Un homme qui tombe : Paul Morand

Star littéraire de l’entre-deux-guerres, l’écrivain français Paul Morand connut quelques déboires dans sa carrière à partir de 1944…

De Fabien Dubosson

Paul Morand faisant du ski à Crans-sur-Sierre (années 1950 ; © Charles Dubost) et une page du manuscrit du Flagellant de Séville (1951).
Paul Morand faisant du ski à Crans-sur-Sierre (années 1950 ; © Charles Dubost) et une page du manuscrit du Flagellant de Séville (1951).
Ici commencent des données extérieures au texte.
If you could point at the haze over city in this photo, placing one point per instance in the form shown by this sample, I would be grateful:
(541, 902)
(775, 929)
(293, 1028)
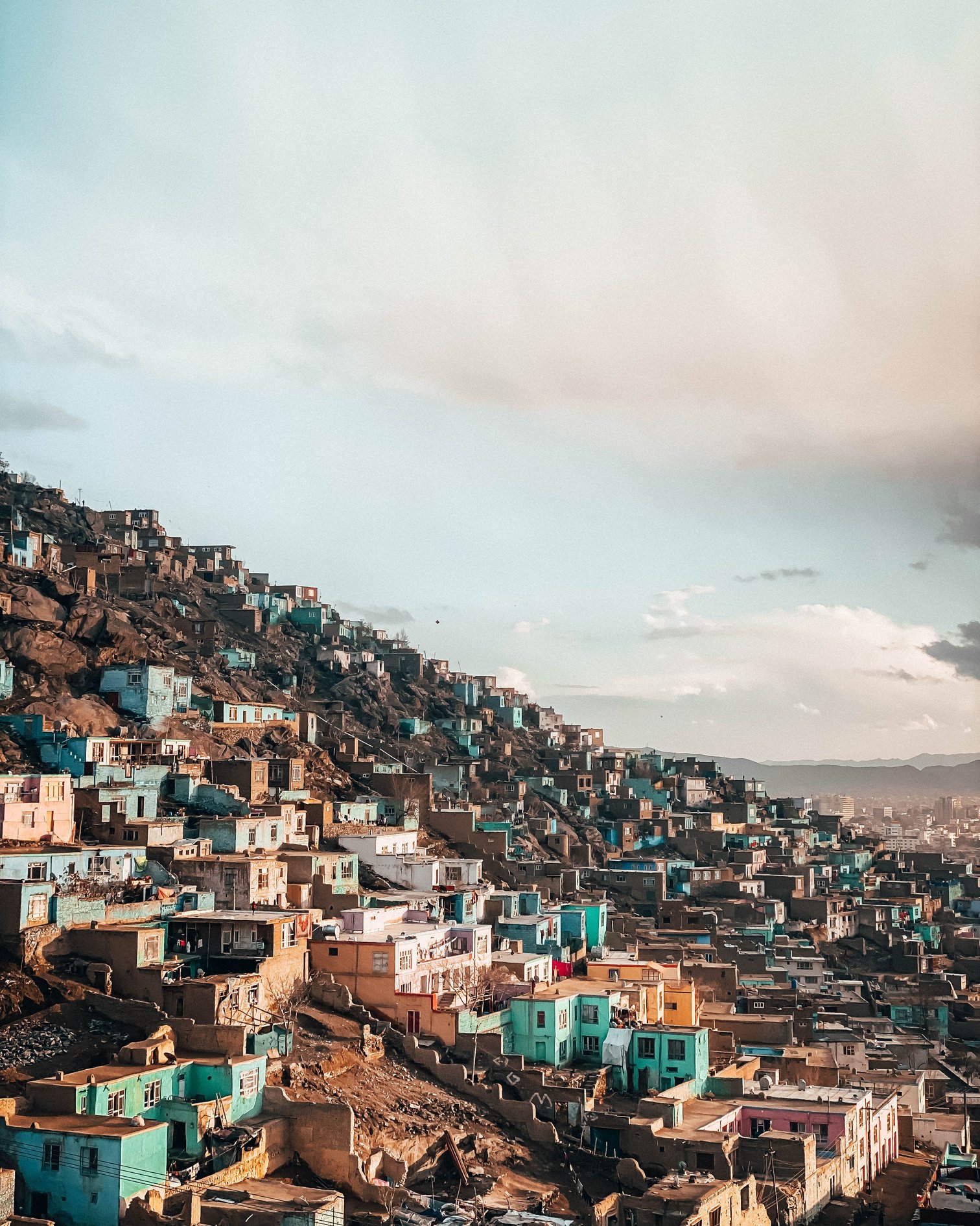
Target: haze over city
(628, 358)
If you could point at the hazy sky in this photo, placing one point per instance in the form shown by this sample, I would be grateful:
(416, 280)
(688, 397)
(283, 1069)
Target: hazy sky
(627, 350)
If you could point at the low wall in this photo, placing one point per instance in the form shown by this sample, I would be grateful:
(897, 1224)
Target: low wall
(524, 1115)
(130, 1013)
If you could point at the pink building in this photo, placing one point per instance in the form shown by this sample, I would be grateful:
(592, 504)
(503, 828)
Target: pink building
(852, 1124)
(37, 808)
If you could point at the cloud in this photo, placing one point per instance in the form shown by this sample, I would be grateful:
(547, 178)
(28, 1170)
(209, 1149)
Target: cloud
(962, 525)
(670, 617)
(964, 655)
(528, 627)
(845, 660)
(386, 614)
(31, 415)
(515, 678)
(900, 675)
(782, 573)
(710, 242)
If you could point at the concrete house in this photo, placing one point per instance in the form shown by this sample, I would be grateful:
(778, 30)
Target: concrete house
(84, 1170)
(150, 692)
(37, 808)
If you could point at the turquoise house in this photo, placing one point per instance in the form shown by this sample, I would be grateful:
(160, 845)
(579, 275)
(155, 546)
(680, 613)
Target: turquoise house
(596, 919)
(666, 1056)
(414, 727)
(81, 1175)
(558, 1030)
(192, 1096)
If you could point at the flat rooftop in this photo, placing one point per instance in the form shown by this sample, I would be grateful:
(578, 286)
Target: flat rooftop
(89, 1126)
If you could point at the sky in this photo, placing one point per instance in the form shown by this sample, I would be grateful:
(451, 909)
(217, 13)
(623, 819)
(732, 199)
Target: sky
(628, 352)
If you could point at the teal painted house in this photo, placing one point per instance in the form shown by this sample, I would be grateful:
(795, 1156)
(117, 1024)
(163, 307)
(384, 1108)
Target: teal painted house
(558, 1028)
(192, 1096)
(666, 1056)
(596, 919)
(82, 1171)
Un hiver bien enneigé, vers la fin des années 1950. Paul Morand fait du ski avec une amie suisse à Crans-sur-Sierre. On se prend en photo : sur le remonte-pente, faisant du slalom ou chutant avec délice dans la poudreuse. Depuis une dizaine d’années, il vit avec sa femme Hélène sur les bords du Léman, à un saut de puce des pistes de ski. À Vevey, pour être précis, où il a loué une vaste demeure néo-gothique, le Château de l’Aile.
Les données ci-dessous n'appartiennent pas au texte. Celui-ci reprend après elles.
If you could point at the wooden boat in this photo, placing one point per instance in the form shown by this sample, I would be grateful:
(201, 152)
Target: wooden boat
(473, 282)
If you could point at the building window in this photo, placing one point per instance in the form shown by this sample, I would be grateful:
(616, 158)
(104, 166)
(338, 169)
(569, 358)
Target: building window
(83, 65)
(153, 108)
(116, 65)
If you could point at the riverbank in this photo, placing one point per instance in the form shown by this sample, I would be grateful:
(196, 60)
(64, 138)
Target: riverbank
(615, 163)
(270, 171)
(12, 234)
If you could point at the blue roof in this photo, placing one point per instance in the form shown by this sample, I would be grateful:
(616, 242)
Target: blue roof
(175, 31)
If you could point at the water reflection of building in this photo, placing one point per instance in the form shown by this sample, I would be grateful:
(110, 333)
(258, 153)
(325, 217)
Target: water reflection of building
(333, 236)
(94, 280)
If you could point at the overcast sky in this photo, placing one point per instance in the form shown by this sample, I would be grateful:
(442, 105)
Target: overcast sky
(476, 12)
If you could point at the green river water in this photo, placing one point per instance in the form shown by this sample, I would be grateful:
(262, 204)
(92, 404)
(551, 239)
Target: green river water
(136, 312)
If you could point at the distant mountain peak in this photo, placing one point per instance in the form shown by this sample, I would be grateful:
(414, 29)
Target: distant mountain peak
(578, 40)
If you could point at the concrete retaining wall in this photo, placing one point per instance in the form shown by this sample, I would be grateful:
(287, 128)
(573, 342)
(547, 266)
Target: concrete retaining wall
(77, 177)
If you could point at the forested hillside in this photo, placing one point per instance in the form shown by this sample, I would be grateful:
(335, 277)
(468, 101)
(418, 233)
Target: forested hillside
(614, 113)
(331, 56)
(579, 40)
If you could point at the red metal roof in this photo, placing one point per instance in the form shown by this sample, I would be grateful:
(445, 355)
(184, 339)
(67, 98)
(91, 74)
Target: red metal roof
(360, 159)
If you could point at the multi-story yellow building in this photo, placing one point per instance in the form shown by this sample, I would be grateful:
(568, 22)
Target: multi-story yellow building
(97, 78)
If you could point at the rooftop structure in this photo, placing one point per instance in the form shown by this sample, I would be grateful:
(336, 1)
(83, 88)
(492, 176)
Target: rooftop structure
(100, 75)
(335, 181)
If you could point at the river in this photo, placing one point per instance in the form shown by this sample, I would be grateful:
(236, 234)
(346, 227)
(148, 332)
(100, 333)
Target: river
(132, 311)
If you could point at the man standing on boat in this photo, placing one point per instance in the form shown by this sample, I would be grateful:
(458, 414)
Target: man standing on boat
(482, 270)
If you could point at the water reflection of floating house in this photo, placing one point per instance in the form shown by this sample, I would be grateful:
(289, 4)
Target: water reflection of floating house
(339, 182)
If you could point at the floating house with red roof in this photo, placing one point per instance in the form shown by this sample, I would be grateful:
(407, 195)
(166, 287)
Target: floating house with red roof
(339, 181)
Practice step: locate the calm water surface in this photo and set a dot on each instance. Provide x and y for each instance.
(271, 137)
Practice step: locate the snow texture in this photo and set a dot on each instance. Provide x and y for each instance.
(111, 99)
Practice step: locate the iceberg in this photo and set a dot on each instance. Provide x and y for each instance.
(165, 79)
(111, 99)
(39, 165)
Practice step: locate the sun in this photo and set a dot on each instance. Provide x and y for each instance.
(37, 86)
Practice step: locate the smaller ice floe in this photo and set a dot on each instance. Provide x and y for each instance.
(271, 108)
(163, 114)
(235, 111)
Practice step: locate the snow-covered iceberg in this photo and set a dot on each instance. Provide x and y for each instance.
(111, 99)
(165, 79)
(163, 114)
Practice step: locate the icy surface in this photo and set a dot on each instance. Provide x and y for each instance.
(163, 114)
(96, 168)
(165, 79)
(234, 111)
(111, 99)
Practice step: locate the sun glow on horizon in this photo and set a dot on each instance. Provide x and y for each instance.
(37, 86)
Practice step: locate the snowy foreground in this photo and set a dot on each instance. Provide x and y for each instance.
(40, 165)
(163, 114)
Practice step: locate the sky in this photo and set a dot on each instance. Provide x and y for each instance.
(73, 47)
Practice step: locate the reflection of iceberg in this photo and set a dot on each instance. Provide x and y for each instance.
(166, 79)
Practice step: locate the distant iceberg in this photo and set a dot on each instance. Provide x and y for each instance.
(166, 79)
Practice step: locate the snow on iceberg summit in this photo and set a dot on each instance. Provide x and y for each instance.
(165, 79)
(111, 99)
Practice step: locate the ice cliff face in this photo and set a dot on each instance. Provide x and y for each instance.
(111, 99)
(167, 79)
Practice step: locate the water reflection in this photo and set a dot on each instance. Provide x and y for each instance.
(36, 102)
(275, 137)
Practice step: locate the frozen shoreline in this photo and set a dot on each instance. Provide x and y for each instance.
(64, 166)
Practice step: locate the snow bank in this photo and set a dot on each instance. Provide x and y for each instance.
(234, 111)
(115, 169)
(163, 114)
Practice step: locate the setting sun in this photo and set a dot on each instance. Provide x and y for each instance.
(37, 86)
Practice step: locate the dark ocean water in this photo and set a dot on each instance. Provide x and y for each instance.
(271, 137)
L’écrivain a alors plus de soixante ans et s’adonne toujours aux joies de la glisse. Depuis sa jeunesse, il possède un goût prononcé pour le sport, la vitesse, les voyages. Il a été l’un des premiers, durant les « années folles », à faire « jazzer la langue » (L.-F. Céline) dans des recueils de nouvelles comme Tendres stocks et Ouvert la nuit. Le bronzage et les activités de plein air devenaient sexy : il fallait que la littérature se défasse, elle aussi, de ses habits étriqués. Son goût de la vitesse ne se limitait pas d’ailleurs à son style rapide et coupant : cet « homme pressé » menait aussi une carrière fulgurante de diplomate et d’auteur à succès, fêté du Tout-Paris.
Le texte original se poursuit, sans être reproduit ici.